Prezenty i łańcuch. Tajska tradycja nie uwzględnia dobra słoni
W Tajlandii w prowincji Ayutthaya jak co roku trenerzy słoni przebrani za świętych Mikołajów rozdawali prezenty. Słonie z Królewskiego Pałacu Słoni w Ayutthaya są dekorowane czerwonymi pelerynami i odwiedzają dzieci w szkole podstawowej. Czy ta praktyka jest dobra dla zwierząt?
Zamiast reniferów i wozu - słonie. Ubrane w czerwono-białe płaszcze przemierzają ulice tajskiej prowincji. Każdego roku w Tajlandii zwierzęta pojawiają się w szkołach i "rozdają" dzieciom podarunki. W trąbach trzymają balony oraz lalki.
Kornak, który jest opiekunem i trenerem zwierzęcia ma za zadanie przez całe życie opiekować się nim i uczyć go posłuszeństwa. Często tresura słonia zaczyna się w młodym wieku.

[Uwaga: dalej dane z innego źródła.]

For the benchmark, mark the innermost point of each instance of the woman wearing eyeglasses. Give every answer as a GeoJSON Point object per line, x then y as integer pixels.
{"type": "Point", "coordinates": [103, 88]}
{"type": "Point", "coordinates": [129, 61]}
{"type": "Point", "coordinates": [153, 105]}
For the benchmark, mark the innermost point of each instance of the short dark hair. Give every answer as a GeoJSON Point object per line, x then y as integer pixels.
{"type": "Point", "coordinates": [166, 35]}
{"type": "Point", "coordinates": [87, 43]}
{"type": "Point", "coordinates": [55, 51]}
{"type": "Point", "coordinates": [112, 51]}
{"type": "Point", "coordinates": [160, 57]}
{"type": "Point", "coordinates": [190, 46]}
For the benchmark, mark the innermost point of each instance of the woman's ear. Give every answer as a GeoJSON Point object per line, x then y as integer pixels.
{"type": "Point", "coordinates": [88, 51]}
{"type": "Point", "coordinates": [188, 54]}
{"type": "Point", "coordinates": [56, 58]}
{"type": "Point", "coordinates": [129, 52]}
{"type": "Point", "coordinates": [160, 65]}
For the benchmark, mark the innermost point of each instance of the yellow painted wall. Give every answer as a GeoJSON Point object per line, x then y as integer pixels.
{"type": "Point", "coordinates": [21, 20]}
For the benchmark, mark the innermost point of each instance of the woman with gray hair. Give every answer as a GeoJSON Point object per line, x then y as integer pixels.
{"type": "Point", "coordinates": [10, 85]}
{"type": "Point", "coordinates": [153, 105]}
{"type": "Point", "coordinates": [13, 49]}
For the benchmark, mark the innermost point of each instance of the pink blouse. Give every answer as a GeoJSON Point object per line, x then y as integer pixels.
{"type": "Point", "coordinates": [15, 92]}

Tresura słoni jest jednak powszechnie uznawana za brutalną. Trenerzy używają do niej ostrych przedmiotów, np. haków oraz łańcuchów.
Brutalna tresura
Słonie, a co za tym idzie także ich opiekunowie, od dawna są integralną częścią azjatyckiej gospodarki. Zwierzęta są wykorzystywane do służby; w przemyśle leśnym albo turystyce. Nie tylko w Tajlandii, ale i w innych krajach słonie wykorzystywane są w cyrkach i parkach rozrywki. Atrakcje są skierowane do turystów, którzy podróżują w formie zorganizowanej wycieczki.
Królewski Pałac Słoni w Ayutthaya to także miejsce rozrywki. Turyści mogą tam karmić słonie lub wykonywać z nimi inne aktywności. Niestety w sieci można znaleźć wiele opinii świadków, którzy zamiast dobrej zabawy widzą w tej praktyce ogromne cierpienie zwierząt zmuszanych siłą do wykonywania dziwnych czynności. W razie nieposłuszeństwa są bite hakami i krępowane.
"To miejsce pełne okrucieństwa, jak można za to płacić", "to znęcanie się nad zwierzętami", "nie idźcie tam, słychać jęki słoni, którym wyrządza się cierpienie" - takie opinie o Pałacu Słoni wyrażają internauci.